Hi,

The documentation seems to be generated with Doxygen based on the current CSS 
template of the GTKmm Class Reference. You can built a Doxygen configuration 
file in which you define how to display the information, which informations are 
displayed  or which files is used as CSS template. You should read the Doxygen 
documentation because there are several rules/conventions to document properly 
a source code. If the GTKmm Class Reference is generated with the Doxygen, we 
could probably increase its quality providing a new Doxygen configuration files 
or/and CSS file.

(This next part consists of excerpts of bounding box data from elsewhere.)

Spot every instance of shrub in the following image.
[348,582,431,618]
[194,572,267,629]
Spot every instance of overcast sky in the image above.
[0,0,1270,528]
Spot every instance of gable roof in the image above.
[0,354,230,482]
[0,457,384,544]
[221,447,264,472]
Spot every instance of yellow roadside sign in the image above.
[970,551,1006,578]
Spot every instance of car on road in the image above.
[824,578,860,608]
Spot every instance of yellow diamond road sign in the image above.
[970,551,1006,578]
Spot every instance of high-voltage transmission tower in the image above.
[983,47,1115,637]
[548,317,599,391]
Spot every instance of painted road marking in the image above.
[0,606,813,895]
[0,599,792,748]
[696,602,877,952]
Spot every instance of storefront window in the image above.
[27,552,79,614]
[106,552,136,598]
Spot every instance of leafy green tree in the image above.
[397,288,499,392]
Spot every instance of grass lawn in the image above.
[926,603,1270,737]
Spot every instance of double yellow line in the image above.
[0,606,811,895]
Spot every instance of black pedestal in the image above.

Doxygen can also generate UML schematics of a function or a 
sequence of calls and a lot more.

Regards

Marco Dos Santos Oliveira
EBU/European Broadcasting Union
Technology and Innovation Department

From: gtkmm-list [mailto:gtkmm-list-boun...@gnome.org] On Behalf Of Jiergir 
Ogoerg
Sent: jeudi 31 janvier 2013 10:55
To: gtkmm-list@gnome.org
Subject: Gtkmm documentation quality

Hi,
I've worked with gtkmm and used its documentation for like 2 years, at first I 
thought I'll get used to its issues but it still didn't happen.
Coming from Java I see here and there obvious and frustrating issues, are these 
by design or can actually be improved?
A few examples:
- List methods alphabetically. The most obvious and irritating one. By far. In 
Java I don't need to read the whole list when searching for a given function 
nor bring up a search dialog box to search for it, I just look down, to say, 
"set_size(..)" and see if it's there, if not I know there's no such method - 
fast, intuitive and simple. Currently the gtkmm documentation seems to list the 
methods chaotically, i.e. the method "activate()" for Gtk::MenuItem is listed 
in the middle of the functions list, while in Java it would be the first one. 
The docs seem to try to compensate that by putting related  methods together, 
but to me this isn't helpful at all.
- Differentiate constructors from methods more clearly, put them into different 
(HTML) tables, make the tables more professional.
Here's a screenshot of how Java does this:
https://sites.google.com/site/f34documentation/
- The layout in general isn't well shaped, maybe it's the CSS to blame. In Java 
for example the methods are listed in rows colored differently (zebra style) 
like in a file browser, which is handy.
- If a method is deprecated put a bold "deprecated since v x.x" right near its 
name, not in the description section - it's handier this way, as in Java.
I don't have experience creating/designing documentation, so I'm not sure I 
could do this if anyone assigns me to do this myself, but I'd be very happy if 
anyone can do this and push these changes upstream. I could suggest further 
improvements if there's people willing to do this.